Cast: Shirish Saravanan, Chandhini Tamilarasan, Anupama Kumar, Jayakumar
Everyone loves an intriguing murder mystery from time to time. Sometimes, these mysteries end up being real-life documentaries that nobody has yet to crack open. Plenty of fiction writers take cue from these real life incidents and often magnify the underlying elements - a villain who combines a perfect combination of evil, street smarts, and intelligence. A middleman who gets caught in the events and faces the prospect of a miscarriage of justice. Usually, this leads to them becoming a detective so as to prove their innocence. And then, even more official detectives get involved, as one just won’t do. Raja Ranguski, directed by Dharanidharan, reads just like the outline of such a novel.

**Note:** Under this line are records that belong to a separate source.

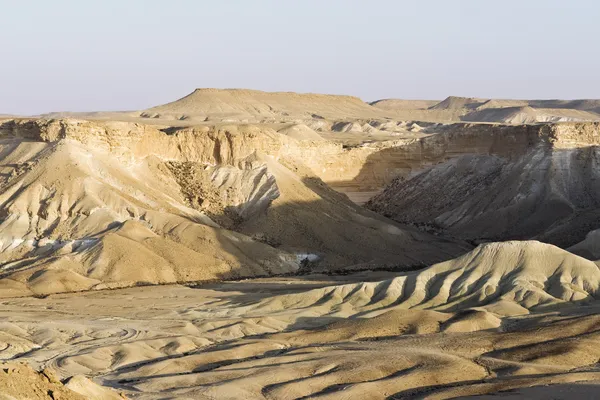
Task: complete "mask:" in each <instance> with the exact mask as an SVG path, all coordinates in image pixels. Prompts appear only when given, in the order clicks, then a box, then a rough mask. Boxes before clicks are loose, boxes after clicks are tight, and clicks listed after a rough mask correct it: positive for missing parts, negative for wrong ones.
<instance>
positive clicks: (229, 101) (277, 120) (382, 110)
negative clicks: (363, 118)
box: [141, 89, 385, 122]
mask: <svg viewBox="0 0 600 400" xmlns="http://www.w3.org/2000/svg"><path fill="white" fill-rule="evenodd" d="M384 115H385V112H384V111H383V110H381V109H378V108H375V107H372V106H370V105H369V104H367V103H365V102H363V101H362V100H360V99H359V98H358V97H353V96H336V95H323V94H312V93H306V94H304V93H293V92H262V91H258V90H248V89H196V90H195V91H194V92H192V93H190V94H189V95H187V96H185V97H183V98H181V99H179V100H176V101H174V102H172V103H168V104H165V105H161V106H157V107H152V108H150V109H148V110H145V111H143V112H141V116H143V117H148V118H165V119H184V120H187V119H193V120H196V121H204V120H207V121H228V122H232V121H255V122H256V121H263V120H267V121H280V120H285V121H289V120H291V119H323V118H326V119H338V118H382V117H383V116H384Z"/></svg>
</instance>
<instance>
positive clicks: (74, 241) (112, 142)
mask: <svg viewBox="0 0 600 400" xmlns="http://www.w3.org/2000/svg"><path fill="white" fill-rule="evenodd" d="M0 135H1V137H2V139H3V140H2V150H1V152H0V154H1V159H0V171H1V172H2V185H1V186H0V189H1V190H0V215H1V216H2V220H1V222H0V248H1V250H2V252H1V259H0V261H1V262H2V263H3V264H4V268H3V270H2V273H1V275H0V278H1V279H0V296H8V295H25V294H47V293H56V292H65V291H78V290H87V289H102V288H109V287H122V286H132V285H139V284H163V283H169V282H183V281H199V280H200V281H207V280H222V279H232V278H242V277H250V276H262V275H272V274H283V273H291V272H295V271H297V270H298V269H299V268H300V267H306V266H307V265H311V266H313V267H314V268H321V269H325V270H327V269H339V268H344V267H351V268H365V267H373V266H384V265H395V266H406V267H408V266H412V265H417V264H418V265H422V264H424V263H429V262H431V261H437V260H440V259H444V258H450V257H452V256H454V255H456V254H458V253H460V252H461V251H463V250H464V249H465V248H466V247H464V246H462V245H460V244H457V243H453V242H451V241H446V240H441V239H436V238H434V237H432V236H429V235H426V234H423V233H420V232H418V231H416V230H414V229H411V228H405V227H402V226H401V225H399V224H396V223H394V222H393V221H390V220H386V219H385V218H382V217H380V216H379V215H377V214H374V213H372V212H369V211H367V210H364V209H361V208H360V207H358V206H356V205H354V204H353V203H351V202H350V201H349V200H348V198H347V197H345V196H344V195H341V194H339V193H337V192H334V191H333V190H332V189H330V188H329V187H327V186H326V185H325V184H324V183H323V182H322V181H321V180H320V179H318V178H317V177H316V176H315V175H314V174H312V172H311V171H310V169H308V168H307V167H305V166H304V164H303V163H302V161H301V157H302V156H303V155H304V154H306V148H300V147H297V146H300V144H299V143H300V142H298V141H296V140H295V139H291V138H288V137H287V136H284V135H281V134H279V133H277V132H275V131H274V130H272V129H269V128H266V127H256V126H243V125H242V126H221V127H200V128H181V129H175V130H173V129H166V131H161V130H158V129H156V128H155V127H152V126H146V125H140V124H130V123H124V122H103V123H99V122H87V121H78V120H18V121H14V120H10V121H8V122H5V123H4V124H2V125H1V126H0ZM310 143H311V142H309V144H308V145H309V146H311V144H310ZM314 146H315V148H318V147H319V146H320V145H319V142H315V143H314ZM300 150H302V151H300ZM467 248H468V247H467Z"/></svg>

Raja (Shirish) is an inexperienced constable in charge of a beat where an enigmatic novel writer Ranguski (Chandhini Tamilarasan) lives in a gated community. Of course, he’s attracted to her and wishes to somehow take her out on a date. With the help of a fellow resident Maria (Anupama Kumar,) he hatches a plan to pose as a stalker over the phone, since Ranguski often has contrary impulses. In doing so, he hopes that Ranguski would rather want to meet than shy away. The plan succeeds, but then, Raja begins to receive mysterious calls that mimic his own voice. The stranger threatens to murder Ranguski and Raja is now in a panic. What then transpires is that Maria ends up being killed! Given the suspicious circumstances under which Raja found himself - the phone stalking and communications with Maria - the CBI puts the blame on him. A no-nonsense cop KK (Jayakumar) is investigating this, and it’s a race against time for Raja to get clean and find the actual murderers.

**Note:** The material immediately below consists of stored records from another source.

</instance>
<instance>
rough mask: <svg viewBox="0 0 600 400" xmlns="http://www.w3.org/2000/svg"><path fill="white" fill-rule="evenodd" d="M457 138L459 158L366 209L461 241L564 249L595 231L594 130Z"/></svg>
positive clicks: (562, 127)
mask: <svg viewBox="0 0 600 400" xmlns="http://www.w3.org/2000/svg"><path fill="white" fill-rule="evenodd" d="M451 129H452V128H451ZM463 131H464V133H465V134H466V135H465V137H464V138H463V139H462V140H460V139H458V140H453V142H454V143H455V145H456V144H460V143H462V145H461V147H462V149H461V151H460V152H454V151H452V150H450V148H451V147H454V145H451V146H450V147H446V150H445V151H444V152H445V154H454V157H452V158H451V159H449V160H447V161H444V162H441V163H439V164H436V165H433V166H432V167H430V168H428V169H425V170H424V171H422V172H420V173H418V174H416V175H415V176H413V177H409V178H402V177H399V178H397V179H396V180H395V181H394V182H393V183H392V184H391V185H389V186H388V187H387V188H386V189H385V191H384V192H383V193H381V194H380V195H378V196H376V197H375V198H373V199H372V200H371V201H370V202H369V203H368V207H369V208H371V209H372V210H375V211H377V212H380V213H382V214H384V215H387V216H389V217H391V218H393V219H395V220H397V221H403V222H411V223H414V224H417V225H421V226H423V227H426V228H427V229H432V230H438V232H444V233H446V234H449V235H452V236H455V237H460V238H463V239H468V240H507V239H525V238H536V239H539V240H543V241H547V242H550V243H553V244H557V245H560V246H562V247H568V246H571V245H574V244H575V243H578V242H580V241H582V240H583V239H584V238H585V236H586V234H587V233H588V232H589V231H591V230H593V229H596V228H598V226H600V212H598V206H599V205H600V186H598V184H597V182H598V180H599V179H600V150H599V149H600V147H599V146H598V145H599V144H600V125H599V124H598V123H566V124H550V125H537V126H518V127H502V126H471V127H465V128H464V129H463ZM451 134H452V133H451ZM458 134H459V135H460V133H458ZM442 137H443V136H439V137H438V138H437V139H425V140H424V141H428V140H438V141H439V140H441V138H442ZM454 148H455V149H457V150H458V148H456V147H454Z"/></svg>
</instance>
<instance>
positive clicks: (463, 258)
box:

With his good physique Shirish is aptly cast as a cop and he has also given an impressive feat. Chandhini has a meaty role and had lots of scope, but the dusky actress has utilized it only partially. Anupama Kumar proves her versatility in a brief yet important role. All others Jayakumar, Sathya and Vinod do their part well. While Dharanidharan’s intelligent writing in investigation portions are quite intriguing, the hurried romantic segment is not convincing. Also, the director who deliberately brings in few elements to mislead the audiences eliminates them soon, thus giving away the suspense. The first half is quite gripping, but the same cannot be said post interval.
Technically, Yuvan Shankar Raja’s background score is the biggest plus for the movie and Yuvaa’s lighting and shot division elevates the film’s mood. Had Dharanidharan concentrated on a better screenplay, it would have made bigger impact!